The Weir

Conor McPherson
English Touring Theatre and Mercury Theatre, Colchester
Everyman, Cheltenham

Sean Murray, John O'Dowd, Sam O'Mahony, Natalie Radmall-Quirke and Louis Dempsey Credit: Marc Brenner
Teller of tales - Jack (Sean Murray) entertains Valerie (Natalie Radmall-Quirke) and publican Brendan (Sam O'Mahony) Credit: Marc Brenner

The ladies’ loo isn’t working, and the only wine available is a left-over Christmas present and comes in a half-pint glass.

The scene is a small pub in rural Ireland, where nothing happens. Unusually, a young female newcomer arrives. Would she not find the area too quiet? You could turn on the radio, one of the locals helpfully advises.

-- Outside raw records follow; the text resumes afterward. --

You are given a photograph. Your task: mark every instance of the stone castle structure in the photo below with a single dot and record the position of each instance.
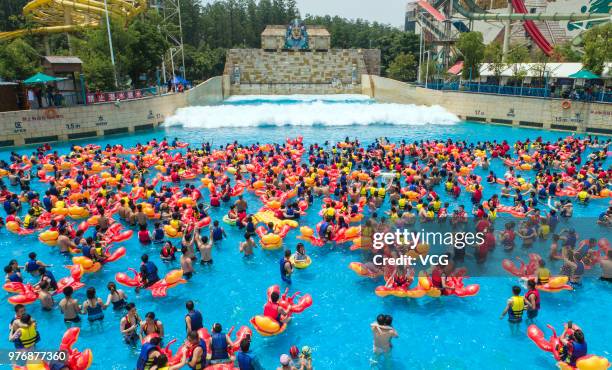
(296, 59)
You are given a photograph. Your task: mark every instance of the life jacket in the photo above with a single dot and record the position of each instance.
(29, 336)
(323, 228)
(31, 265)
(202, 363)
(158, 235)
(15, 278)
(219, 346)
(196, 320)
(151, 271)
(517, 308)
(217, 234)
(166, 252)
(37, 211)
(578, 350)
(536, 293)
(543, 274)
(144, 362)
(282, 262)
(271, 311)
(27, 220)
(245, 360)
(143, 236)
(401, 203)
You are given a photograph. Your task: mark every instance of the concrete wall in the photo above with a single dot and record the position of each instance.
(288, 89)
(47, 125)
(210, 92)
(518, 111)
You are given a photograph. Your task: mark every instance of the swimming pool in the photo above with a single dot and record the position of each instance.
(447, 333)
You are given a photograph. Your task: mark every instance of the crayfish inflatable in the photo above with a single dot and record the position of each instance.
(159, 289)
(554, 346)
(268, 326)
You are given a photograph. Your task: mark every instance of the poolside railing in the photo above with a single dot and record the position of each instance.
(601, 97)
(105, 97)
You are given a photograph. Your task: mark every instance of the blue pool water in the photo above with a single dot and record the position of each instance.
(448, 333)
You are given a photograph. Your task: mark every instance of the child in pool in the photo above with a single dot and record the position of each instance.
(300, 253)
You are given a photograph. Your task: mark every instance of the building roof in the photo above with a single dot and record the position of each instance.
(52, 59)
(554, 70)
(280, 30)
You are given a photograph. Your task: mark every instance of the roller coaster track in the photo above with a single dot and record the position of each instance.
(57, 16)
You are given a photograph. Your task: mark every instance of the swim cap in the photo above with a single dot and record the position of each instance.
(285, 359)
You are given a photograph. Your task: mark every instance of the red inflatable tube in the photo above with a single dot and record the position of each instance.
(76, 360)
(203, 222)
(122, 236)
(124, 279)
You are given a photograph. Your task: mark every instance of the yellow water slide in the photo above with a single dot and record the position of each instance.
(57, 16)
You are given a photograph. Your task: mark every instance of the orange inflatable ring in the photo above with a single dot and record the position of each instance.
(566, 104)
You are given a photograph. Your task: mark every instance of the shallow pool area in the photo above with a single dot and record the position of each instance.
(434, 333)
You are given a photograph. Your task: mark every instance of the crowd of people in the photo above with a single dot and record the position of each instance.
(151, 190)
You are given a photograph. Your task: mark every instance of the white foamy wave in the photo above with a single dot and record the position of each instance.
(310, 114)
(298, 97)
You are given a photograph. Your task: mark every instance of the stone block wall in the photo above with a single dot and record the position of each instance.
(371, 58)
(258, 66)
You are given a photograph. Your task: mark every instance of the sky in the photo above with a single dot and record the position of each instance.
(383, 11)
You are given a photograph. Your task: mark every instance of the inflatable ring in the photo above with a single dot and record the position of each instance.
(300, 264)
(266, 326)
(48, 237)
(171, 232)
(229, 221)
(271, 241)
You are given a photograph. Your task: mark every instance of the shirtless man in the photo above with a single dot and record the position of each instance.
(383, 333)
(123, 211)
(247, 245)
(186, 263)
(606, 267)
(64, 243)
(140, 217)
(205, 248)
(69, 306)
(46, 299)
(241, 205)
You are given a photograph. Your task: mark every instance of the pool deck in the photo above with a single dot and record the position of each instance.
(59, 124)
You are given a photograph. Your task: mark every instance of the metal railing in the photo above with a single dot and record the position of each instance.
(105, 97)
(600, 97)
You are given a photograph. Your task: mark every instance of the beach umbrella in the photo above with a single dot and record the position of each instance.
(41, 78)
(584, 75)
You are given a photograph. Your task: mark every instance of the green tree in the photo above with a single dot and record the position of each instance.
(517, 55)
(472, 48)
(597, 48)
(10, 14)
(145, 48)
(403, 67)
(18, 60)
(494, 56)
(565, 53)
(428, 71)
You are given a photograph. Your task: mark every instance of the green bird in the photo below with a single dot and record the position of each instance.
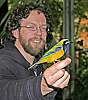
(54, 54)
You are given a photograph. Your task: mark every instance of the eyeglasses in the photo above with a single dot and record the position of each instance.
(34, 27)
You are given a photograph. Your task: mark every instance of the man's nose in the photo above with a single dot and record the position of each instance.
(39, 32)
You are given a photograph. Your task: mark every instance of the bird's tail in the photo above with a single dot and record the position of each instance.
(33, 66)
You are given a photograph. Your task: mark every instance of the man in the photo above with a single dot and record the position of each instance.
(28, 26)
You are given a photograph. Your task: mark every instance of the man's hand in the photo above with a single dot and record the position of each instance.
(55, 76)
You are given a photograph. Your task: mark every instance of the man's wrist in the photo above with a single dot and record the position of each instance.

The stage is set. What impact will she have on their lives? As the evening draws on, the regulars tell their stories, supernatural tales of fairies and walking dead, each with a darker undertow.

But hold on a minute. The Weir is not the scene of some ghastly, ghostly murder, but the name of the pub itself, and what flows in abundance is the beer, the whiskey and the craic. It’s the sort of place you’d like to be—especially given the great volume of alcohol consumed on stage and the fact that the piece runs for 100 minutes without an interval.

Conor McPherson’s magnificent play, once chosen by Guardian critic Michael Billington as one of the greatest 101 of all time, picks up the language, the lilt, the informal banter perfectly to the last hesitant syllable. It’s brilliantly funny too, without there being a single joke—the humour coming from the well-meaning but sometimes inappropriate remarks of the characters.

As in Chekhov, as in life, there is no definite ending to all that happens, yet through the stories they have told at least two of the characters confront past events that have haunted them in a real sense, and maybe look forward to some sort of reconciliation.

A terrific piece of theatre deserves and gets performances to match, with Sean Murray outstanding as Jack, who could talk for Ireland, Louis Dempsey as Finbar, the all-grinning local lad made good and doesn’t he want everyone to know it, and great support from John O’Dowd, Sam O’Mahony and Natalie Radmall-Quirke.